In First Timothy chapter five, Paul gives the "qualifications" of a widow who is to be taken care of by the local church. She must be a widow "indeed." It is in this context that Paul makes three statements regarding the responsibility of grown children to take care of their aged parents.
"But if any widow has children
or grandchildren, let them first learn to show piety at home and to repay their
parents; for this is good and acceptable before God" (v. 4).
"But if anyone does not provide
for his own, and especially for those of his household, he has denied the faith
and is worse than an unbeliever" (v. 8).
"If any believing man or woman
has widows, let them relieve them, and do not let the church be burdened, that
it may relieve those who are really widows" (v. 16).
Notice the clear points made in the above passages. Children are to take care of their aged parents. It is God's way for them to "repay" their parents for caring for them and raising them when they were young and in need of help. A child is not to allow the church to be burdened in caring for their parents when they have the ability to do so themselves. To fail to care for one's parents in their time of need is a shameful action which denies the faith (the clear instruction of Scripture): that is, one cannot claim to be following the teachings of Christ if he is neglecting the care of his parents.
We live in a time in which there is not as great a burden placed upon children to care for their aging parents as there was in the First Century. Many retired people receive social security and retirement from their years of employment. There are government programs in place which provide care for seniors. So, the need for the kind of care spoken of in the Bible is not as urgent for us as it has been for people in other times and cultures. However, the responsibility is still present.
It is a shameful thing for children to abandon the care of their parents. I have lived in a number of places as a gospel preacher. In some of these places, I have seen able-bodied adults neglect the care of their aging parents. At times, the burden has been passed along to the members of the local church. Christians ask their brethren to run them to doctor's appointments when their grown children and grandchildren live in the area and could do this for them. I remember at one place about 20 members of the church showed up at an older member's house to do some much needed repair work, yard work, and painting. I later learned that this woman had several grown children living in the same town. Not one family member was present to help that day. It was shameful.
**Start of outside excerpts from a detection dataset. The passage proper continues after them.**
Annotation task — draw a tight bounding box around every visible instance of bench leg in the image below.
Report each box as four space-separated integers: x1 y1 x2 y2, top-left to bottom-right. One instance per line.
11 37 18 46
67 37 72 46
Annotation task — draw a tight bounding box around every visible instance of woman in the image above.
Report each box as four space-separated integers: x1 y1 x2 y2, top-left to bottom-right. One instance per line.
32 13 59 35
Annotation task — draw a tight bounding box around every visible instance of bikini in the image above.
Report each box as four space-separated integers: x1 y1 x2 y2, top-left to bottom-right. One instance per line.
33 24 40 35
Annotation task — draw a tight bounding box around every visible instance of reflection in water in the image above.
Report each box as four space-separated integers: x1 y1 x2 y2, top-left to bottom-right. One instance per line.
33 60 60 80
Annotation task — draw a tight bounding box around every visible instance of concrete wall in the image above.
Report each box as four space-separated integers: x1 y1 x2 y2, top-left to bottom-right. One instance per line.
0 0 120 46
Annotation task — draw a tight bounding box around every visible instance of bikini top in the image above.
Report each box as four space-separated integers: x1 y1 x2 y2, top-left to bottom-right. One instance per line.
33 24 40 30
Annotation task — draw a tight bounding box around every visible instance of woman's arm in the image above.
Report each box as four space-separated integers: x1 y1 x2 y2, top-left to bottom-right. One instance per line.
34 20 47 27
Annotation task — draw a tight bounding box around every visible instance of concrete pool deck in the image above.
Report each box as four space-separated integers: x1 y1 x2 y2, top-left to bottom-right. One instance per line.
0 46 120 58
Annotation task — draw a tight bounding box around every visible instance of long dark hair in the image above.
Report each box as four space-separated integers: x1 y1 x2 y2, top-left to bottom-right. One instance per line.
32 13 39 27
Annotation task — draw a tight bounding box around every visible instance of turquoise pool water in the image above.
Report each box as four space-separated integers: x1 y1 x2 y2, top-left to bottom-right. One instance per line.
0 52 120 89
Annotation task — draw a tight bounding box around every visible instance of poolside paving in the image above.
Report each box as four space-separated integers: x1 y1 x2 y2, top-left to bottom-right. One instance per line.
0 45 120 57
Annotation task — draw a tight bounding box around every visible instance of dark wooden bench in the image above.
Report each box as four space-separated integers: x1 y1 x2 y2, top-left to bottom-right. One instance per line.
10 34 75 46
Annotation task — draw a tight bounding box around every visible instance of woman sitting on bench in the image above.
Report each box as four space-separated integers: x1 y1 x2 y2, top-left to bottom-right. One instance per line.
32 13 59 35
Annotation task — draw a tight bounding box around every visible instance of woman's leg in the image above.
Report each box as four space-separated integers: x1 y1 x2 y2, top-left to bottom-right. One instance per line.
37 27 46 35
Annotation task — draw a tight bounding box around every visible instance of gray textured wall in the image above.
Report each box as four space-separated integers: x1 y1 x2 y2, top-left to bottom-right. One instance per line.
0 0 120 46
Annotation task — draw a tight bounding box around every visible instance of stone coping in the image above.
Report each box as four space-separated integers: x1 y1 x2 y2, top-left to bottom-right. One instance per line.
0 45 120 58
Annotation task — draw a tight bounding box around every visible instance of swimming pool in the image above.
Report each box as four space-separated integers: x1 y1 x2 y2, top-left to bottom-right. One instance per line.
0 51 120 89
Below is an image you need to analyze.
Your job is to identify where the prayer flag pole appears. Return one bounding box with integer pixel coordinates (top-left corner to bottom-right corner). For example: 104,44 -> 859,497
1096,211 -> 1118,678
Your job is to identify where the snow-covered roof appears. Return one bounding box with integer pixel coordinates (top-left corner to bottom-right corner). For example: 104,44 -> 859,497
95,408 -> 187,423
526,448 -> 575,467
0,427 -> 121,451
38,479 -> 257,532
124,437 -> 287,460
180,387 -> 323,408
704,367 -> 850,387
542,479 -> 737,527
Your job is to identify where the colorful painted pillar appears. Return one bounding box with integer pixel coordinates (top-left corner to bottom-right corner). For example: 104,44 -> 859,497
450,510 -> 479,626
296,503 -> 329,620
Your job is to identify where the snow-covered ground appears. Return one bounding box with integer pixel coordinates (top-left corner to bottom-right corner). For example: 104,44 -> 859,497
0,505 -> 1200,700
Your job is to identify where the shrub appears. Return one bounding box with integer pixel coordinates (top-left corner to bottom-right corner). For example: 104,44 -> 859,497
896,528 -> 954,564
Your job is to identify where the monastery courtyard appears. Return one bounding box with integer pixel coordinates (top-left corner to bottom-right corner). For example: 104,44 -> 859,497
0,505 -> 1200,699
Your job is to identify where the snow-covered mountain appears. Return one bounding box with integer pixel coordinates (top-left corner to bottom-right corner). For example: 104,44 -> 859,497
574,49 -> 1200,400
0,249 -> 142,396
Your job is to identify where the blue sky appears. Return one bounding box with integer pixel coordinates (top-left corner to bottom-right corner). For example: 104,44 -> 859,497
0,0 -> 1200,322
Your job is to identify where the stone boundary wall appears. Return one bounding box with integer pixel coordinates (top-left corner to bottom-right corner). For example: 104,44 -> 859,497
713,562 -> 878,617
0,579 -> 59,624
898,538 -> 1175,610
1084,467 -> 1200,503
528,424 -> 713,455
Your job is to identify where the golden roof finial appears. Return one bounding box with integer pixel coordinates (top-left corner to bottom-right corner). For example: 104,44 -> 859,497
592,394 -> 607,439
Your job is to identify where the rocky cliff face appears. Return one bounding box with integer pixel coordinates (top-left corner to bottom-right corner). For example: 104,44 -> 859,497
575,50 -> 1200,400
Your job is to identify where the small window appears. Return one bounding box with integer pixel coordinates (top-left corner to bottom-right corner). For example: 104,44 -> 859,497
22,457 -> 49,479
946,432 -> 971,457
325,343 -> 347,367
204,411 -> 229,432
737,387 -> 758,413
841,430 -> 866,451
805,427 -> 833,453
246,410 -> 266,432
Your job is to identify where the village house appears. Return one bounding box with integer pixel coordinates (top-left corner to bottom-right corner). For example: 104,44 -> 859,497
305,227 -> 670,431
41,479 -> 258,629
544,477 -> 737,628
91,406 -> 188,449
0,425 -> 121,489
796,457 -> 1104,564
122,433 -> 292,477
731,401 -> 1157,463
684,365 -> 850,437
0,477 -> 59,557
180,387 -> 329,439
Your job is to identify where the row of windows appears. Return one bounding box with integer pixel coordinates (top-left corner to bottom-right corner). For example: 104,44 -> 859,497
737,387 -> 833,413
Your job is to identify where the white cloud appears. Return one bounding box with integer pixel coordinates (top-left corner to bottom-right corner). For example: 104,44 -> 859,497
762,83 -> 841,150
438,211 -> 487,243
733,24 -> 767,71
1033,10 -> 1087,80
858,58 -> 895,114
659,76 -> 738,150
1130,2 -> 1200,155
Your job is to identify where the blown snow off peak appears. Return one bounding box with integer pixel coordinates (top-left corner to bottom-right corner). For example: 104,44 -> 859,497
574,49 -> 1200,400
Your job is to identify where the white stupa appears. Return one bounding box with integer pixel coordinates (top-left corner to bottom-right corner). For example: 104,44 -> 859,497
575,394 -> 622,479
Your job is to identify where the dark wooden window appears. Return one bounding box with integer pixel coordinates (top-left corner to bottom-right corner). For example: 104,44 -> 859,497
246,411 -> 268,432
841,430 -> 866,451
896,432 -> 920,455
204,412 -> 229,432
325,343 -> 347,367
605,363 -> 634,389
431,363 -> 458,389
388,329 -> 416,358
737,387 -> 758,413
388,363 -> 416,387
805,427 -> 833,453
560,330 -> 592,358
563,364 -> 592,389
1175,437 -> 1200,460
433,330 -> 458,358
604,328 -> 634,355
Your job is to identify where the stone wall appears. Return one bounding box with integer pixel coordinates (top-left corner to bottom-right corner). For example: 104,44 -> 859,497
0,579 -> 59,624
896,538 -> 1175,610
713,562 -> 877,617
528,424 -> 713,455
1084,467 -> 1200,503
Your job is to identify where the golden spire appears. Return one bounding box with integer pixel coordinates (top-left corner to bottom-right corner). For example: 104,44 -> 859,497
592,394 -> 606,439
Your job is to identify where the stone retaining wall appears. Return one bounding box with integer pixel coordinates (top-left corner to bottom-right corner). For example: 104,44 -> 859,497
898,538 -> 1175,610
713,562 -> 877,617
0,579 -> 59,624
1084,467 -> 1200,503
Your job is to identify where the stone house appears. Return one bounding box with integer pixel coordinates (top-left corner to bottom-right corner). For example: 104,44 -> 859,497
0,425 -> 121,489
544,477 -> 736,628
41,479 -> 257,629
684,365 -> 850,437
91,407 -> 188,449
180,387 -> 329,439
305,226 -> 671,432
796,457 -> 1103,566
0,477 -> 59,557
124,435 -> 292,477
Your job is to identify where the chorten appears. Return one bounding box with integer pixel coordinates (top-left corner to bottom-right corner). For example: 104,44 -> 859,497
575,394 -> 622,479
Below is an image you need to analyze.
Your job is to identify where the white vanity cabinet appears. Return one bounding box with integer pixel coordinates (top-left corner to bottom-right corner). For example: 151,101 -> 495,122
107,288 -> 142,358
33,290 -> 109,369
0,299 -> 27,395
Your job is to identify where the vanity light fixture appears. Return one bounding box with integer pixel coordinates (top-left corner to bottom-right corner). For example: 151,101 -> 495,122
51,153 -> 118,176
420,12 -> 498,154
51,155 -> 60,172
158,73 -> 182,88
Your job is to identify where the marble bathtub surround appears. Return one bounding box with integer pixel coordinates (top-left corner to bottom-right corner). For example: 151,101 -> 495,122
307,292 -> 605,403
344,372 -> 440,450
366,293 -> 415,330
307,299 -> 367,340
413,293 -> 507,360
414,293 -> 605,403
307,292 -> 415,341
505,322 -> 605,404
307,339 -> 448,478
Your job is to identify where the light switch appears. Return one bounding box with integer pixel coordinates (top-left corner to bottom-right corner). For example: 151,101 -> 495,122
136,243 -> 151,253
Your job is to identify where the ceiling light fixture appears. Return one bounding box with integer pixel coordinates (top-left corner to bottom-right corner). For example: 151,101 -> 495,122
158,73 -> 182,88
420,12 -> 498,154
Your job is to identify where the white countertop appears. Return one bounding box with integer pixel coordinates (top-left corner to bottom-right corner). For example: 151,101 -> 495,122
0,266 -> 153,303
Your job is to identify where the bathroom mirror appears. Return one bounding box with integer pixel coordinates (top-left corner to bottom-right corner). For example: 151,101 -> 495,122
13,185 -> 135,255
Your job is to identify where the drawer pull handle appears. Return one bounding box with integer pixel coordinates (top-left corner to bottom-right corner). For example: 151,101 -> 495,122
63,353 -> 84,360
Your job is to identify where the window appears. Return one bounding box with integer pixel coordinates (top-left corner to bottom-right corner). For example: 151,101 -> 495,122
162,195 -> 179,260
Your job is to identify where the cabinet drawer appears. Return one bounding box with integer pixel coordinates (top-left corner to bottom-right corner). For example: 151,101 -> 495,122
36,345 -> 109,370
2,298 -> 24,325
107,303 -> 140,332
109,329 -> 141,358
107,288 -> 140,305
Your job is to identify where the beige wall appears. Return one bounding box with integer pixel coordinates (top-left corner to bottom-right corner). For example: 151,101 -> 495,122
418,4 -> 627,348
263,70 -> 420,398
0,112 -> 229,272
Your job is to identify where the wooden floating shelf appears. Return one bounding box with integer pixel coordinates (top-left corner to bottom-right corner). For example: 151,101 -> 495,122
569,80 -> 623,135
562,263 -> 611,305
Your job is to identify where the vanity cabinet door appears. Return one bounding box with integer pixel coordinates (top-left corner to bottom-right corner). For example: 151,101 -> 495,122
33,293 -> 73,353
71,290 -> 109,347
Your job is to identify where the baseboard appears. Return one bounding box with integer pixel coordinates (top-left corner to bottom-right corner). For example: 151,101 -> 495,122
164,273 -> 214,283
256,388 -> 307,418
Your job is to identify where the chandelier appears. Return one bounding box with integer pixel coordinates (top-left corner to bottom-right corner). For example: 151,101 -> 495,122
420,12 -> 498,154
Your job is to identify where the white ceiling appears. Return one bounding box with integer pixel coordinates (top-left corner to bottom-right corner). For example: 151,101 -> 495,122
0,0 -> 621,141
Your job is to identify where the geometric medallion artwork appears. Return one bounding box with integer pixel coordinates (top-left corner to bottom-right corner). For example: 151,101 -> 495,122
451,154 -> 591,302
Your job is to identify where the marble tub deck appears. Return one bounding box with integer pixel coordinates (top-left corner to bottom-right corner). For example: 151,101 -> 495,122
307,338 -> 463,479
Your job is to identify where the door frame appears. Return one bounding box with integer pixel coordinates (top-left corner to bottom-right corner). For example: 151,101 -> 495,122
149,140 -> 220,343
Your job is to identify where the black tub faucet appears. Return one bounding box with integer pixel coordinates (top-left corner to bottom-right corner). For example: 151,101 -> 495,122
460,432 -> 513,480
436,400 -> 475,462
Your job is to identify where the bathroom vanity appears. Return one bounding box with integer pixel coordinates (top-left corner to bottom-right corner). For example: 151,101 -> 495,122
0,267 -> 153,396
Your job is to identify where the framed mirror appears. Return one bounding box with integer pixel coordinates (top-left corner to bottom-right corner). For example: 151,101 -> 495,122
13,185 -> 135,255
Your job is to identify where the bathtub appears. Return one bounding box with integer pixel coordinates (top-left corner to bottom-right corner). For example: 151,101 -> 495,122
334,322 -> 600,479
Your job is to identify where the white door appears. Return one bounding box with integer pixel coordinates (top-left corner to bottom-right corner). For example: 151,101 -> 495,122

Often times, when this kind of thing happens, it is pointed out that the neglectful children are not Christians and thus are not subject to the instructions in First Timothy. I disagree! All people are subject to the Law of God. However, even if they are ignorant of the Scriptures, doesn't common decency count for something? Someone may point out that the children have no real relationship with their parents because of a prior incident. I do not want to meddle into a family's personal business, but there are no qualifiers placed on the passages we have quoted in this article. We are not told to honor our father and mother only if they are honorable. We are told to care for them because it is the right thing to do. Although I have not entered this stage of life myself, I understand that it can be very difficult and draining (physically, mentally, emotionally, and financially) to care for one's aging parents. God has never promised to deliver us from difficult responsibilities, but to help us through them. Remember, obeying the commands of God is not a burden (1 John 5:3). In this case, it is simply the right thing to do.
Christians will continue to care for their aging brethren when called upon to do so. Love and duty will demand it. Unfortunately, sometimes they will do so to the shame of children and grandchildren who are neglecting their responsibilities. Let us remember to honor our father and mother - not only when we are young, and not until they pass from this life, but throughout our entire lives.